Anthropic's Claude Mythos security tool has now flagged approximately 23,000 potential vulnerabilities across open-source software, according to a report from eWeek. The figure represents a steady climb in the system's output since it first began attracting attention for AI-assisted code scanning, and it places Mythos among the more productive automated security tools operating in the open-source ecosystem today.

What Mythos Is Doing

Mythos is an AI-driven security scanning system built by Anthropic that analyzes open-source codebases for potential security weaknesses. Unlike traditional static analysis tools that rely on predefined rule sets, Mythos leans on Claude's language understanding to reason about code behavior and flag issues that pattern-matching tools might miss. The system has been running across a broad selection of open-source repositories, and its tally has now reached 23,000 flagged flaws across more than 1,000 projects.

Key Facts

  • Mythos has flagged roughly 23,000 potential vulnerabilities in open-source software
  • The tool covers more than 1,000 distinct open-source projects
  • The system uses Claude's reasoning capabilities rather than static rule-based analysis
  • Findings are being shared with project maintainers through coordinated disclosure processes
  • The effort is part of Anthropic's broader Project Glasswing initiative

The scale of the effort reflects a deliberate push by Anthropic to apply its models to practical security work. The company has been expanding Mythos steadily, and earlier this year the tool crossed the 10,000 vulnerability threshold, a milestone that drew considerable attention in security circles. Reaching 23,000 flags in a relatively short window suggests the system is processing codebases at pace, though the quality and severity distribution of those findings matters as much as the raw count.
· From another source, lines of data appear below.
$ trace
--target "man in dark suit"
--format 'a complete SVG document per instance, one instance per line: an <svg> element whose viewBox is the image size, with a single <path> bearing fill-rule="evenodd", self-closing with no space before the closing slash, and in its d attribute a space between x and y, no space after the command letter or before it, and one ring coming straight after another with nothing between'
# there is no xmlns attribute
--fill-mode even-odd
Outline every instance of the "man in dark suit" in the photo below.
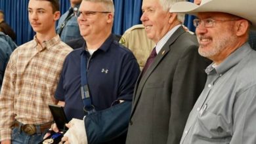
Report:
<svg viewBox="0 0 256 144"><path fill-rule="evenodd" d="M156 46L135 86L127 144L179 143L203 88L210 62L182 27L184 15L169 12L178 1L143 0L140 20Z"/></svg>

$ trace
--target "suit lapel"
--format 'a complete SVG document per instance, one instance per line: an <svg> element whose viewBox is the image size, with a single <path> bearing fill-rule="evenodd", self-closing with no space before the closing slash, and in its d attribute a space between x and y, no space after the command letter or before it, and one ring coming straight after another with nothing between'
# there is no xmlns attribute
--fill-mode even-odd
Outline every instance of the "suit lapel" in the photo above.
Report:
<svg viewBox="0 0 256 144"><path fill-rule="evenodd" d="M135 85L135 90L134 92L134 99L133 99L133 105L132 107L131 116L134 113L135 109L136 109L137 105L138 103L139 99L140 98L142 90L144 88L144 86L150 76L151 73L154 71L157 67L161 61L163 59L165 56L171 50L171 45L176 41L176 39L185 31L183 29L182 27L180 27L171 36L167 43L163 45L163 48L159 52L156 56L155 60L154 60L152 65L148 67L147 71L145 72L144 75L142 75L140 73L138 81Z"/></svg>

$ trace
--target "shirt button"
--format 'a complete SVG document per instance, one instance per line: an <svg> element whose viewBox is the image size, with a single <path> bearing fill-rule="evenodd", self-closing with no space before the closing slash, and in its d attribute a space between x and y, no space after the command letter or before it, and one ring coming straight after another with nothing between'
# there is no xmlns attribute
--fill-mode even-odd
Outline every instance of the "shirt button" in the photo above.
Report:
<svg viewBox="0 0 256 144"><path fill-rule="evenodd" d="M133 125L133 121L132 121L131 120L130 120L130 121L129 121L129 123L130 123L130 125L131 125L131 126Z"/></svg>

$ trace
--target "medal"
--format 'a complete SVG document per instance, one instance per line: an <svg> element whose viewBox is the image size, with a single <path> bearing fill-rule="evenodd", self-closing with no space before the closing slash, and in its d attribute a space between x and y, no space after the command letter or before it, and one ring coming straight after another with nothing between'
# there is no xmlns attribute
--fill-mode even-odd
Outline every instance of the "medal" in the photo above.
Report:
<svg viewBox="0 0 256 144"><path fill-rule="evenodd" d="M45 141L43 141L43 144L51 144L51 143L53 143L53 142L54 142L54 139L58 137L59 136L60 136L62 134L59 134L59 133L56 133L54 134L53 135L53 136L49 138L49 139L45 139Z"/></svg>
<svg viewBox="0 0 256 144"><path fill-rule="evenodd" d="M45 141L43 141L43 144L50 144L50 143L53 143L53 141L54 141L52 138L47 139L45 139Z"/></svg>

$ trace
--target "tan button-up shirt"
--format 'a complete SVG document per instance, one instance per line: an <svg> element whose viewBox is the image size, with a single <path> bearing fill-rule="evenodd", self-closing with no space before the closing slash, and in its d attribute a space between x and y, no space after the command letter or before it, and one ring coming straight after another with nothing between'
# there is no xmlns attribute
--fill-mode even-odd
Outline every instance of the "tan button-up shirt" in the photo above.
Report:
<svg viewBox="0 0 256 144"><path fill-rule="evenodd" d="M11 139L14 120L41 124L53 120L49 104L66 56L72 49L58 35L42 46L34 39L17 48L7 65L0 94L0 140Z"/></svg>

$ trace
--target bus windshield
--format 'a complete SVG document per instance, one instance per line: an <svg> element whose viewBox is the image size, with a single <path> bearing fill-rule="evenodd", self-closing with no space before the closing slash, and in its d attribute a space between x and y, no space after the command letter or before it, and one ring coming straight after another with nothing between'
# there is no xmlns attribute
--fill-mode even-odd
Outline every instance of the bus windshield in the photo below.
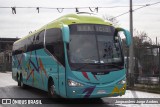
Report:
<svg viewBox="0 0 160 107"><path fill-rule="evenodd" d="M115 29L107 25L70 25L68 56L71 65L121 64L123 56L119 41L114 39Z"/></svg>

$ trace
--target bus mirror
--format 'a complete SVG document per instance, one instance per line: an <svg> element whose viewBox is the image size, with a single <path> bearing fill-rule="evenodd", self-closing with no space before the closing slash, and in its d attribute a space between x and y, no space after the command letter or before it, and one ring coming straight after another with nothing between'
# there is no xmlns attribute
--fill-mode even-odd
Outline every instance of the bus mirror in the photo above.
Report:
<svg viewBox="0 0 160 107"><path fill-rule="evenodd" d="M68 25L63 25L63 27L62 27L62 36L63 36L63 41L65 43L69 43L70 35L69 35L69 27L68 27Z"/></svg>
<svg viewBox="0 0 160 107"><path fill-rule="evenodd" d="M126 37L126 45L130 46L131 45L131 34L128 30L125 30L123 28L117 28L118 32L122 31Z"/></svg>

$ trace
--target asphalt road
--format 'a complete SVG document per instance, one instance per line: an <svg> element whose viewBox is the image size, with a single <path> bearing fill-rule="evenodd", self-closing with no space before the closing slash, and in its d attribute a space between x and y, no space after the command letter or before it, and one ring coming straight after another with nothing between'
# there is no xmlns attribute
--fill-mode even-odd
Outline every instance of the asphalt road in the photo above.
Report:
<svg viewBox="0 0 160 107"><path fill-rule="evenodd" d="M17 82L12 79L11 72L0 73L0 98L44 98L47 99L47 92L38 90L36 88L28 87L27 89L22 89L17 86ZM131 99L128 99L131 98ZM144 98L144 99L140 99ZM148 100L148 98L152 99L153 104L143 103L142 100ZM156 99L159 98L159 99ZM120 104L115 103L116 100L127 100L127 101L141 101L136 104ZM137 100L138 99L138 100ZM1 99L2 100L2 99ZM150 99L149 99L150 100ZM141 91L131 91L127 90L126 94L119 97L114 98L102 98L102 99L47 99L49 103L52 104L42 104L42 105L22 105L22 104L14 104L14 105L0 105L0 107L160 107L160 94L147 93ZM114 103L113 103L114 102ZM156 104L159 103L159 104Z"/></svg>

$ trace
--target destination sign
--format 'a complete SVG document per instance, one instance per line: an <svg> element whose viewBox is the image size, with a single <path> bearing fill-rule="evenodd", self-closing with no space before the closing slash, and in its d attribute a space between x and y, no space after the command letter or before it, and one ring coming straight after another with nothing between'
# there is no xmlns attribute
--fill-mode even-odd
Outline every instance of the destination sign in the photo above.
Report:
<svg viewBox="0 0 160 107"><path fill-rule="evenodd" d="M77 31L111 32L111 27L105 25L77 25Z"/></svg>

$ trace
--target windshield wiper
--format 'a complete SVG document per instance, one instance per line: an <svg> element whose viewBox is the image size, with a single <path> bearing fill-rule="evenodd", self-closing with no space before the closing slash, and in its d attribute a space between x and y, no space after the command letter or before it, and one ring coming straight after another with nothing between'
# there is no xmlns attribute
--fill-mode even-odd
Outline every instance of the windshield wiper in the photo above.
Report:
<svg viewBox="0 0 160 107"><path fill-rule="evenodd" d="M86 63L86 64L84 64L84 65L82 65L82 66L76 68L75 71L79 71L79 70L81 70L82 68L88 66L89 64L90 64L90 63Z"/></svg>
<svg viewBox="0 0 160 107"><path fill-rule="evenodd" d="M116 67L116 68L119 68L119 69L123 69L124 66L119 66L117 64L113 64L113 63L110 63L110 64L102 64L101 66L113 66L113 67Z"/></svg>

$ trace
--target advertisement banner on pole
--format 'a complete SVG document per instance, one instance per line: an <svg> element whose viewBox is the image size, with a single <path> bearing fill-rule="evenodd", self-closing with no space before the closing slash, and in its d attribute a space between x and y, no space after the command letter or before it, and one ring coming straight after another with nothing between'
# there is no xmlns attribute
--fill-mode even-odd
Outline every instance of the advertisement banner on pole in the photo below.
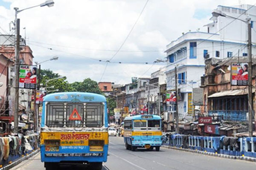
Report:
<svg viewBox="0 0 256 170"><path fill-rule="evenodd" d="M231 85L248 85L248 63L231 63Z"/></svg>
<svg viewBox="0 0 256 170"><path fill-rule="evenodd" d="M37 83L36 65L20 65L19 87L35 89Z"/></svg>
<svg viewBox="0 0 256 170"><path fill-rule="evenodd" d="M174 103L177 101L176 92L175 91L170 91L166 94L166 102L170 102L170 104Z"/></svg>
<svg viewBox="0 0 256 170"><path fill-rule="evenodd" d="M192 115L193 113L193 105L192 105L192 93L188 94L188 114Z"/></svg>

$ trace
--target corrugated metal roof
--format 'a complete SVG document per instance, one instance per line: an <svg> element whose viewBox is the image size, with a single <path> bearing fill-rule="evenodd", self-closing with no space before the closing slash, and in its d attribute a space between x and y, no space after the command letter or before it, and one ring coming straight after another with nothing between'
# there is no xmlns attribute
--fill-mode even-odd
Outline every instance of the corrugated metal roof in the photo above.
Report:
<svg viewBox="0 0 256 170"><path fill-rule="evenodd" d="M253 93L255 92L255 88L253 89ZM221 91L220 92L215 93L208 96L208 98L212 97L218 97L222 96L239 96L244 95L248 94L248 89L238 89L230 91Z"/></svg>

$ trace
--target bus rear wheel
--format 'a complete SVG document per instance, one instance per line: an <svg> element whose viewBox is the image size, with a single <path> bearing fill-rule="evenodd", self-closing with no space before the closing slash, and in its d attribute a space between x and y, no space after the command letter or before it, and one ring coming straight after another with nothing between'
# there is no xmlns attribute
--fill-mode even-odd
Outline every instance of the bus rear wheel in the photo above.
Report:
<svg viewBox="0 0 256 170"><path fill-rule="evenodd" d="M44 167L46 170L56 170L58 169L58 163L44 162Z"/></svg>
<svg viewBox="0 0 256 170"><path fill-rule="evenodd" d="M102 169L102 162L91 162L90 164L90 170L101 170Z"/></svg>
<svg viewBox="0 0 256 170"><path fill-rule="evenodd" d="M136 150L136 149L137 149L137 147L136 147L136 146L131 146L131 150L132 151L135 151L135 150Z"/></svg>
<svg viewBox="0 0 256 170"><path fill-rule="evenodd" d="M129 150L129 144L128 144L127 142L125 142L125 148L126 148L127 150Z"/></svg>

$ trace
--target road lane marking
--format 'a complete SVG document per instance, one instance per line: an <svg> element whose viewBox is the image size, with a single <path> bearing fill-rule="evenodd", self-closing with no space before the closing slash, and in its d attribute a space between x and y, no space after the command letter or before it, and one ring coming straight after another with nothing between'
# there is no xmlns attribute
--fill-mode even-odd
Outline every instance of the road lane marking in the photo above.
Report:
<svg viewBox="0 0 256 170"><path fill-rule="evenodd" d="M137 165L137 164L134 164L133 163L132 163L132 162L130 162L130 161L127 161L126 159L124 159L123 158L121 158L121 157L120 157L120 156L117 156L117 155L115 155L115 154L113 154L113 153L111 153L111 152L109 152L109 153L110 153L110 154L111 154L111 155L113 155L114 156L116 156L116 157L117 157L117 158L119 158L119 159L121 159L123 161L124 161L126 162L128 162L128 163L129 163L130 164L131 164L131 165L133 165L133 166L135 166L135 167L138 167L138 168L140 168L140 169L141 169L141 170L146 170L146 169L145 169L145 168L143 168L143 167L140 167L140 166L138 166L138 165Z"/></svg>

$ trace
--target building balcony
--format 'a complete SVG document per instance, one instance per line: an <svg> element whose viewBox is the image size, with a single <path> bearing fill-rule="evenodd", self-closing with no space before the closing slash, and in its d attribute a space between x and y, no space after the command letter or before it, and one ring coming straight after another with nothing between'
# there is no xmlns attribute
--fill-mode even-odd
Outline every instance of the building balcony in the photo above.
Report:
<svg viewBox="0 0 256 170"><path fill-rule="evenodd" d="M247 110L208 110L208 116L218 116L219 119L230 121L246 121Z"/></svg>
<svg viewBox="0 0 256 170"><path fill-rule="evenodd" d="M220 41L221 37L219 34L216 34L208 33L203 32L188 32L184 35L180 37L177 40L172 41L170 43L166 45L167 51L171 50L171 48L178 45L180 43L189 40L202 39L208 39L210 36L212 36L210 40Z"/></svg>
AI-assisted vulnerability detection is moving from proof-of-concept to production-scale tooling, with Mythos serving as one of the clearer examples of that shift in practice.eWeek analysis of Anthropic's Mythos program

Context and Coordination

The Mythos effort sits inside Project Glasswing, Anthropic's initiative for responsible vulnerability sharing. Project Glasswing was opened to partners earlier this year, allowing outside organizations to receive Mythos findings and coordinate disclosures with affected maintainers. That structure is important: dumping tens of thousands of potential flaws into public view without coordination would be harmful, so Anthropic has been working through established channels to notify project owners before details become public.
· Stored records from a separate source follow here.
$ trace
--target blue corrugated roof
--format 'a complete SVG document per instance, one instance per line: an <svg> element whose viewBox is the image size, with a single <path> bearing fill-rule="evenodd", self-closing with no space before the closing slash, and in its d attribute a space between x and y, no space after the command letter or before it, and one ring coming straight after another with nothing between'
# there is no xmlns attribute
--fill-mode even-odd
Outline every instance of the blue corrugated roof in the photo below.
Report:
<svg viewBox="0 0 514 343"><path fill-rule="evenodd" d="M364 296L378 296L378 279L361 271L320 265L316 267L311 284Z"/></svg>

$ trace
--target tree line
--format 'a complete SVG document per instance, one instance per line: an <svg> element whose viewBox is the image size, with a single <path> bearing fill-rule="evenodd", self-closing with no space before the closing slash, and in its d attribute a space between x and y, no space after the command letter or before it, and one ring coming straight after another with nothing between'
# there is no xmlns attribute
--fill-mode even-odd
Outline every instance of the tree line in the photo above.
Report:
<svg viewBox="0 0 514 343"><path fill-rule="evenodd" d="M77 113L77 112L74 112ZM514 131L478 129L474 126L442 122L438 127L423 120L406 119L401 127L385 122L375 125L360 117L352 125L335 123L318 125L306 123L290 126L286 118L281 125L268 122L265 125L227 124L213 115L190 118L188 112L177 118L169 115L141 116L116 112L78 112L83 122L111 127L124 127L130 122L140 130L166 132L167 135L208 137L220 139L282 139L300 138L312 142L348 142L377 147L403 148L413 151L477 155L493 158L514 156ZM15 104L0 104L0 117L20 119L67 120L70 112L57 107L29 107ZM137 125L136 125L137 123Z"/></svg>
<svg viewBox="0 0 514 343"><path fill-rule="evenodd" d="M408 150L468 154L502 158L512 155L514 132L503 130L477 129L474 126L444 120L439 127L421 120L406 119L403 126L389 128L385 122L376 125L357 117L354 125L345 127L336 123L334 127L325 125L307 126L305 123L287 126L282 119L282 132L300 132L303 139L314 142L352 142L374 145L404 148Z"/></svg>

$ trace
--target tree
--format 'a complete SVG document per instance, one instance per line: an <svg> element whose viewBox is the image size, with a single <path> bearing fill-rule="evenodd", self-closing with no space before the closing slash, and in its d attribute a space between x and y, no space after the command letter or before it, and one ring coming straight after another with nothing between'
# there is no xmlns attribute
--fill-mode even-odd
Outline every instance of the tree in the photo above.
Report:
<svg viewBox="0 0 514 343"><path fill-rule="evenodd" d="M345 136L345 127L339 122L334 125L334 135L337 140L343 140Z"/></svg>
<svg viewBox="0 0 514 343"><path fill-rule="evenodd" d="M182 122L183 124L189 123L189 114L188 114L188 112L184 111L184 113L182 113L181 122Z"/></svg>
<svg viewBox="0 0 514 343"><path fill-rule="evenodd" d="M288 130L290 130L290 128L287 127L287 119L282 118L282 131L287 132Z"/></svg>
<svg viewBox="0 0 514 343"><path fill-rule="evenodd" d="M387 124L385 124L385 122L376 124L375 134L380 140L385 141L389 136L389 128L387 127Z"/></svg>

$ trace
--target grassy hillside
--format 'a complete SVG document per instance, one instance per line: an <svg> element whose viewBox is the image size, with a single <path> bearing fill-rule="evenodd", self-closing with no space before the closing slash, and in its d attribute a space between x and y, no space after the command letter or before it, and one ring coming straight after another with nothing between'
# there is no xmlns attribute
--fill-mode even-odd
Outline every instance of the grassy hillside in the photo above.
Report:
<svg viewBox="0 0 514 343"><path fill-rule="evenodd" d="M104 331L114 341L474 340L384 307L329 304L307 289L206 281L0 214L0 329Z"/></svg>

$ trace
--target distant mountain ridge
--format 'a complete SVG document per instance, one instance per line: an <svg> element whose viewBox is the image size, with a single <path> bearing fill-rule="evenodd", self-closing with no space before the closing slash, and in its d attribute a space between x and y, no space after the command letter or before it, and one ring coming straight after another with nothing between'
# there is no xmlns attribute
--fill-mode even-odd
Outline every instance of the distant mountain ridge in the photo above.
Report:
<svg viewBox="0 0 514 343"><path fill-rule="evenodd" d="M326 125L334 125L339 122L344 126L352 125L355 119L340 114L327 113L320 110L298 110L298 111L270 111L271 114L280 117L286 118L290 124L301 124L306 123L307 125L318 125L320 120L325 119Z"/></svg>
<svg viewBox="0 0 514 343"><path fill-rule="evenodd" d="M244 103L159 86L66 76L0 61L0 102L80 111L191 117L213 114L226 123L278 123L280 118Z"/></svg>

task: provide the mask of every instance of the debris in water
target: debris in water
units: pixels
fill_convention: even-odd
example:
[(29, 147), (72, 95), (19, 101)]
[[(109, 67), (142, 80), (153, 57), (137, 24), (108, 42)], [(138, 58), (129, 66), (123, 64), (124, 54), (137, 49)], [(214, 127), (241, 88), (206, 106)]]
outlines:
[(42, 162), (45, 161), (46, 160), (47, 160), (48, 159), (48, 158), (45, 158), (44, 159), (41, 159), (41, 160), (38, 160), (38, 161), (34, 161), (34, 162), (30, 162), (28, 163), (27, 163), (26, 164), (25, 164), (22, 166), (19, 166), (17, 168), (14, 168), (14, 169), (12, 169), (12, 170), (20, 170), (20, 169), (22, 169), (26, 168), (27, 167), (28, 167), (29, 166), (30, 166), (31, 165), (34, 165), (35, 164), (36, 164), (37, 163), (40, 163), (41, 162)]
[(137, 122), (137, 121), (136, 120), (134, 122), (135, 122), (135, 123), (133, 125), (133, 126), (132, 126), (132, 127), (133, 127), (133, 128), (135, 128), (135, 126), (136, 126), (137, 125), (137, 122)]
Anthropic has also been refining Mythos's focus. The Mythos 1 system was designed with Claude Code and security workflows specifically in mind, giving it sharper context when analyzing codebases that developers interact with directly through coding tools. That focus matters because vulnerabilities in widely used development dependencies can have outsized downstream impact compared with flaws in niche projects with limited adoption.
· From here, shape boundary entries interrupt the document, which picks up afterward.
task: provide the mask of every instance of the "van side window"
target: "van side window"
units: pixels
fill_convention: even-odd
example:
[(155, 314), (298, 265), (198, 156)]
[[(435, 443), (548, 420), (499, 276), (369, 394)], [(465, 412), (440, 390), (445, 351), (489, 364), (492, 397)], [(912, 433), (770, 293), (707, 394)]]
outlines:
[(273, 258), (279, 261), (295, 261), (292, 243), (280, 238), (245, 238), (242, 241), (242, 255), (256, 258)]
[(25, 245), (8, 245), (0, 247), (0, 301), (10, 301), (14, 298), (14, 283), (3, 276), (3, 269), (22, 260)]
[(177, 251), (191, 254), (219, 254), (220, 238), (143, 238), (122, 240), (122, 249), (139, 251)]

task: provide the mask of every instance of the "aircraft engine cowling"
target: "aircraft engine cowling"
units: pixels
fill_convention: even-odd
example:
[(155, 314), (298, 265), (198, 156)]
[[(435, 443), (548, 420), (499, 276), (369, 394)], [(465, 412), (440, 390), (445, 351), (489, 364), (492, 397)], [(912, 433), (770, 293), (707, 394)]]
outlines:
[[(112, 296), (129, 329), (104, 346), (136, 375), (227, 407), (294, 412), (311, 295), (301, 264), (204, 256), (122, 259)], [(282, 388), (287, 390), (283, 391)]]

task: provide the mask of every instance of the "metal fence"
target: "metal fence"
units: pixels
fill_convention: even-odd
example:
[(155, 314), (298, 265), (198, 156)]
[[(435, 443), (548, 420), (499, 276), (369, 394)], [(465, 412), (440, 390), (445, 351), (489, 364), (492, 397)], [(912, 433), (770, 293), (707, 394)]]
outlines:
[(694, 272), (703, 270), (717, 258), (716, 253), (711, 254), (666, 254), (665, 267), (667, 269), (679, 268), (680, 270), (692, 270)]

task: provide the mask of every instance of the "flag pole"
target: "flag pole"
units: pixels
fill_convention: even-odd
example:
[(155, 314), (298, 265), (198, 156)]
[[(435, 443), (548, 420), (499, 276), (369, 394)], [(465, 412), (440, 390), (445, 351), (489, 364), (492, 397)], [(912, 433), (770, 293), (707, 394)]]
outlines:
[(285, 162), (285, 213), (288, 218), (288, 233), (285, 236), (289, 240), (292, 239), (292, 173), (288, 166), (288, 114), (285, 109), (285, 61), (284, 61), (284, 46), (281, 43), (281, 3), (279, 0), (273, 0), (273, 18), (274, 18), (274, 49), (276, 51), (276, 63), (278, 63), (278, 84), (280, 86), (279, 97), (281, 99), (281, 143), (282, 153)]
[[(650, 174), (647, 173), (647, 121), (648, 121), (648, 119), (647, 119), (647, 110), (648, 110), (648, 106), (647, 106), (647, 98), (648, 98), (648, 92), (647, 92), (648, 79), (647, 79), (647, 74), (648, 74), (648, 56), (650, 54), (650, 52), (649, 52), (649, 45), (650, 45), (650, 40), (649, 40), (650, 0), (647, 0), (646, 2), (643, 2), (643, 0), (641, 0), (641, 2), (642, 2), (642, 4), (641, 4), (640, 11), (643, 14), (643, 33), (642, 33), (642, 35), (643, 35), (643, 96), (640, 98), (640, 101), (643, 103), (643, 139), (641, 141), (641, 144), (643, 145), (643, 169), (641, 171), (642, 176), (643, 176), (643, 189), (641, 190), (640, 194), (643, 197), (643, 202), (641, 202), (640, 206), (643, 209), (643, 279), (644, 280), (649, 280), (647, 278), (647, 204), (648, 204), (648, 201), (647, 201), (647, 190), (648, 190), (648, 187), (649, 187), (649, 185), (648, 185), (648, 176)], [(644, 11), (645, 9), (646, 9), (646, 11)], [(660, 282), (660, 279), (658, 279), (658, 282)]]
The 23,000 figure will likely keep rising. Anthropic has not indicated any ceiling on the number of repositories Mythos will scan, and the open-source software landscape is vast. The more pressing question for security researchers and maintainers is how many of those flagged issues represent genuine, exploitable vulnerabilities versus low-confidence alerts that require significant human triage. Automated tools at scale tend to generate noise alongside signal, and the value of a system like Mythos ultimately depends on the precision of its findings and the speed with which maintainers can act on them.

For the broader AI industry, Mythos represents a data point in the argument that large language models can contribute meaningfully to defensive security work, not just generate code. Whether that contribution proves durable as codebases grow more complex remains an open question, but the numbers coming out of Anthropic's program are hard to dismiss.